The United States higher education is facing a unique challenge in information security management due to its distinctive characteristics, such as decentralised structure, academic freedom, and shared governance. These characteristics sharply distinguish higher education from traditional corporations. Gradually, this is beginning to pose a challenge for higher education institutions to adopt the appropriate information technology governance framework, which, for traditional corporations, mostly addresses security governance and leadership in a top-down manner. To address this issue, we examine the effect of perceived information security management approaches on perceived security practices. Our results show that the perceived flexible-oriented approach of information security management is more effective to use in implementing security controls in high education institutions. This seems to contradict most of the findings in the literature that suggest that a control-oriented approach is more effective in enforcing information security policies.

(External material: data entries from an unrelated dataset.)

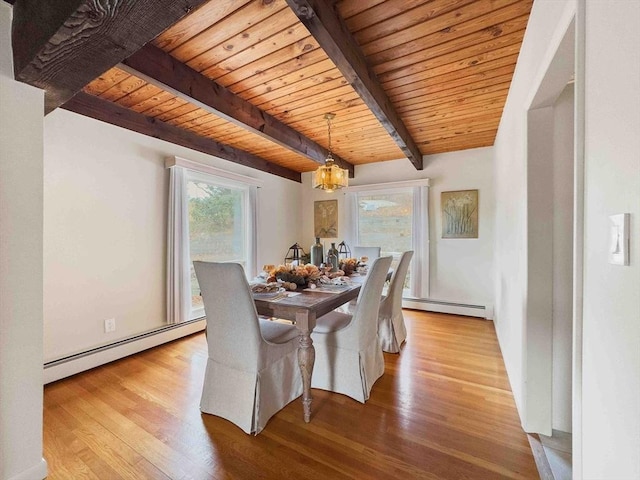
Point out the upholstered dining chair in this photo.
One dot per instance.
(391, 328)
(371, 252)
(252, 370)
(348, 355)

Research contributions and implications are discussed, accordingly.

摘要

美国高等教育由于其分散的结构、学术自由和共享治理等鲜明的特点，在信息安全管理方面面临着独特的挑战。这些特征将高等教育与传统企业明显区分开来。逐渐地，这开始对高等教育机构采用适当的信息技术治理框架构成挑战，对于传统公司而言，该框架主要以自上而下的方式解决安全治理和领导问题。为了解决这个问题，我们研究了感知信息安全管理方法对感知安全实践的影响。我们的结果表明，信息安全管理的感知灵活导向方法更有效地用于实施高等教育机构的安全控制。这似乎与文献中的大多数发现相矛盾，这些发现表明以控制为导向的方法在执行信息安全策略方面更有效。相应地讨论了研究贡献和影响。